MMPs have also been demonstrated to be involved in the progression of tumours and in their metastatic dissemination. Given the important role played by this family of enzymes in degrading the BM and the ECM, their participation in the propagation of tumour cells is perhaps not surprising. Selected MMPs have been implicated in angiogenesis, a process without which a tumour cannot undergo the neovascularization that is crucial for its nourishment and structural support.[Citation3,Citation26,Citation28–31] Certain members of the MMP family are the only proteinases that are known to be capable of cleaving the collagen types of which the BM (type IV) and the ECM (types I and III) are composed,[Citation32] MMP-2 and MMP-9 degrade type-IV [Citation21,Citation33,Citation34] and MMP-13, types I to IV [Citation35]. MMP-7 degrades fibronectin, tenascin and β4 integrin, which play a crucial role in the adhesion and migration of cells during tumourigenesis.[Citation12,Citation30,Citation31,Citation36,Citation37]

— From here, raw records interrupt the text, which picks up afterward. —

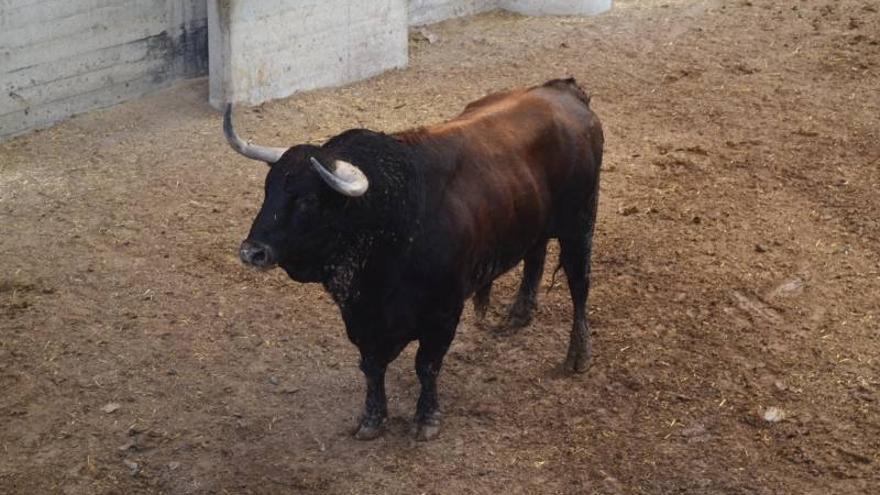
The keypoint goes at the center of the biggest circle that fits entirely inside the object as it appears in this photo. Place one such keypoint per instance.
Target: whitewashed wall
(272, 48)
(62, 57)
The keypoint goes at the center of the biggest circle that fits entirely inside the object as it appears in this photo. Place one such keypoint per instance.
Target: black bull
(401, 229)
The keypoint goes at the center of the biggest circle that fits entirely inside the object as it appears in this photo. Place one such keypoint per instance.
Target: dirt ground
(737, 269)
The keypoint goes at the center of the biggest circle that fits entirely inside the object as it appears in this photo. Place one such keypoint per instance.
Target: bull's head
(302, 208)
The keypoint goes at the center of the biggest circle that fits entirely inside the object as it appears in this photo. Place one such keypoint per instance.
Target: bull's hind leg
(523, 309)
(575, 259)
(481, 301)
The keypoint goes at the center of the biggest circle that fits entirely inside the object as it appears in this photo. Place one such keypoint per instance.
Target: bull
(401, 229)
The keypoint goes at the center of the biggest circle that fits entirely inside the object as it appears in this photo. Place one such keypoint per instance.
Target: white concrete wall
(273, 48)
(62, 57)
(556, 7)
(428, 11)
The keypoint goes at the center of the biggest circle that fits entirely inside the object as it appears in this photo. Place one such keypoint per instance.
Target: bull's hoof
(427, 429)
(369, 429)
(577, 363)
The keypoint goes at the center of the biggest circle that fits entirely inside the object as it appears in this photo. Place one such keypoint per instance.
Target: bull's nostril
(256, 254)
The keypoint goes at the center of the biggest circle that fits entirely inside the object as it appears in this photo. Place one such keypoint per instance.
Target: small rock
(694, 431)
(126, 446)
(422, 34)
(290, 390)
(133, 467)
(774, 415)
(628, 210)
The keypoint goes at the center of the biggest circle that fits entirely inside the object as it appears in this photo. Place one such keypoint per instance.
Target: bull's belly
(497, 260)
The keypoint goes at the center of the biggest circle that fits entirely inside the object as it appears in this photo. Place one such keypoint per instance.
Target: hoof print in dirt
(576, 364)
(427, 429)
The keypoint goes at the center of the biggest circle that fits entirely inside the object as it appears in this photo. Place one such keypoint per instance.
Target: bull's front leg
(376, 404)
(429, 359)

The aim of this study was to define the role played by MMP-2, MMP-7, MMP-9 and MMP-13 in the progression and invasion of OSCC and to ascertain whether they could serve as reliable markers of these phenomena. To this end, we mapped immunohistochemically their expression profiles within tumour samples that were derived from 61 patients with OSCC, and correlated these data with histological findings that were classified according to Bryne's malignancy-grading system. The distribution of MMPs within OSCCs was mapped immunohistochemically because this technique (1) permits a direct correlation with morphological data, and (2) can be performed on paraffin-embedded tissue sections that are routinely produced for diagnostic purposes.[Citation38] Hence, the technique could be performed on a regular basis even in hospitals.
Materials and methods
This study was approved by the Regional Board of Medical Ethics.
Tumour samples were derived from 61 patients who had been diagnosed as suffering from OSCC and who had been treated at Inselspital in Bern. Paraffin-embedded samples were made available to us by the Department of Pathology. Information about clinicopathological covariables was gleaned from the medical records of the patients. The patients were administered a median total dose of 74 Gy (range: 54–80.5 Gy), which was delivered in daily fractions, five times a week for five to eight weeks. Ninety-seven per cent of the patients were exposed to at least 66 Gy.[Citation39] The primary tumour and lymph-node metastases were evaluated separately. After treatment, all patients were clinically examined and imaged on a regular basis. Fifty-five patients were observed until the time of death, the median follow-up period being 2.6 years.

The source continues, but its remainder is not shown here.